Muoghalu, Kukah headline retired Ambassadors of Nigeria Independence lectures
The Association of Retired Career Ambassadors of Nigeria (ARCAN) has lined up a two-week long, five-lecture series to commemorate the 60th Independence Anniversary of Nigeria.
The lecture series scheduled to commence from Tuesday, 22 September, 2020 through to Tuesday, 6 October, 2020 is themed Nigeria @ 60- The Journey So Far.
Dr. Kingsley Muoghalu, former Deputy Governor of Central Bank of Nigeria, CBN, and a presidential candidate during the 2019 presidential election is expected to kick off the lecture series on Tuesday. He speaks on the topic: Nationhood, Development and Democracy in Nigeria.
Other speakers include the highly revered Bishop Matthew Hassan Kukah who would be speaking on Thursday, September 24 on the topic: 60 years of Nigeria’s Journey to Democracy: Hopes and Impediments.
Dr Vanessa Iwowo, an award-winning management scholar takes the stage on Monday 28 September, 2020 and she would dwell on the topic: Nigeria@60: Leadership, Democracy and the Politics of Identity.
Tuesday, 29th September, 2020 would be the turn of political activist and scholar Dr.

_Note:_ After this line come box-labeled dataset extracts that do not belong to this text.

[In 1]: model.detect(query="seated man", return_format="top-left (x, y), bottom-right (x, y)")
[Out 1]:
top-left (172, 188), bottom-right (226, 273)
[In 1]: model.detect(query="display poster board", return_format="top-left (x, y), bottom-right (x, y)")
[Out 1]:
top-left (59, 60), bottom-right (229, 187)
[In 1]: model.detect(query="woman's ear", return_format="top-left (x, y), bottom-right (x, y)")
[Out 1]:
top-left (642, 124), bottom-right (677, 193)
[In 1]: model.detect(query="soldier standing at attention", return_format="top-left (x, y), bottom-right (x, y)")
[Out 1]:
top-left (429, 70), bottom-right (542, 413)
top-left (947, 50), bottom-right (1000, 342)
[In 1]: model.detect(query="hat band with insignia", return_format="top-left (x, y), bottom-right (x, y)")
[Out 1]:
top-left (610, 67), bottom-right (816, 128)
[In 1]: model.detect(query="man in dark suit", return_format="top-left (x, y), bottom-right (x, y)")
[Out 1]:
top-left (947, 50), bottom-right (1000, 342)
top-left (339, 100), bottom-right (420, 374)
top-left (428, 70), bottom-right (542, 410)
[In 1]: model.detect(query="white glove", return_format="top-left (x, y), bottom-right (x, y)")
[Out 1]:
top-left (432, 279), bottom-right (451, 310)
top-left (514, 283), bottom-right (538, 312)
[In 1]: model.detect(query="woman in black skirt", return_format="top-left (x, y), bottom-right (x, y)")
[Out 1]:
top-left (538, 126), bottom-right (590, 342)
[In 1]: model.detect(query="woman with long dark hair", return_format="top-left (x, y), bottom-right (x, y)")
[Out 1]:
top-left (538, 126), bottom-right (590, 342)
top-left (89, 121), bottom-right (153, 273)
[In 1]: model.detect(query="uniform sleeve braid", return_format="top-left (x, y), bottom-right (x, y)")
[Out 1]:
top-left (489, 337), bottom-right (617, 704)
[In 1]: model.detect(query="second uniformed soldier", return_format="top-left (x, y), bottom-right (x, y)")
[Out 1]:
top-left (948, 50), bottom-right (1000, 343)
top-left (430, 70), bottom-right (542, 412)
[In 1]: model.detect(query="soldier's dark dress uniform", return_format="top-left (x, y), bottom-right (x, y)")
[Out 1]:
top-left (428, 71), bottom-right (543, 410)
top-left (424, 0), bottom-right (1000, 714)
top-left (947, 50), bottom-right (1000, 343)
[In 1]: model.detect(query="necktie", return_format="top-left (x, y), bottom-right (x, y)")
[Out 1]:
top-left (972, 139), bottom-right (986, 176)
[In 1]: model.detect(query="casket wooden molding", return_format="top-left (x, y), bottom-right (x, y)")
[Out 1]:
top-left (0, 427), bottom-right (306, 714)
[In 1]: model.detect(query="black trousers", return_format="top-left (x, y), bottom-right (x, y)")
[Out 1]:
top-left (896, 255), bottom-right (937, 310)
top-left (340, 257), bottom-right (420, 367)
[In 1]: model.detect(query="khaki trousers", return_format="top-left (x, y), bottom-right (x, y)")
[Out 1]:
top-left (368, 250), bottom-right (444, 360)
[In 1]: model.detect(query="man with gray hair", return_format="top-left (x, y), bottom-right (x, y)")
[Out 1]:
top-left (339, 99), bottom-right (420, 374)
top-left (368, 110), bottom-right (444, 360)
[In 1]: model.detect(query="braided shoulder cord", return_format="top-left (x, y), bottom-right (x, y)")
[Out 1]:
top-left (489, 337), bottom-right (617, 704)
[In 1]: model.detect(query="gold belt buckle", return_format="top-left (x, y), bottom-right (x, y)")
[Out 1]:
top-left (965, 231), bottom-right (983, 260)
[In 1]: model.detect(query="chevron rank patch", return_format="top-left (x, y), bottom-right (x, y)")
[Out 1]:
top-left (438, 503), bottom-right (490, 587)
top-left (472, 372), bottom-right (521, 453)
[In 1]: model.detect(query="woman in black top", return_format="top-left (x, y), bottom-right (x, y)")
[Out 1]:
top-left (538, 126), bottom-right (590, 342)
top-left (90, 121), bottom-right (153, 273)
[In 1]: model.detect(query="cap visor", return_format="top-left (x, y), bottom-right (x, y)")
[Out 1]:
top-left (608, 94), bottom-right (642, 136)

Usman Bugaje to explore the topic: 60 years of Nation-Building: The Management of Our Diversity, Resources and Nation-Building.
Erudite scholar and specialist in International Relations, Prof W. Alade Fawole, is billed to speak on Tuesday 6th October, 2020 on the topic: Nigeria in International Affairs: Prognosis for the next Sixty Years.
The host, Ambassador Joe Keshi, said remarks would be made by an array of eminent Nigerians including ARCAN President, Amb J.K Shinkaiye, ARCAN’s Doyen , Amb Ignatius C. Olisemeka and other eminent Nigerians and diplomats.
According to Keshi, “the series will review the state of our nation in the last 60 years and how the lofty dreams of our founding fathers of building a just and equitable nation where no man is oppressed can be truly attained.
“Additionally, it will review the impact of domestic policies on our foreign policy pursuits and engagement, and above all, offer a futuristic vision of what our foreign policy priorities in the next 60 years should be like,” he said.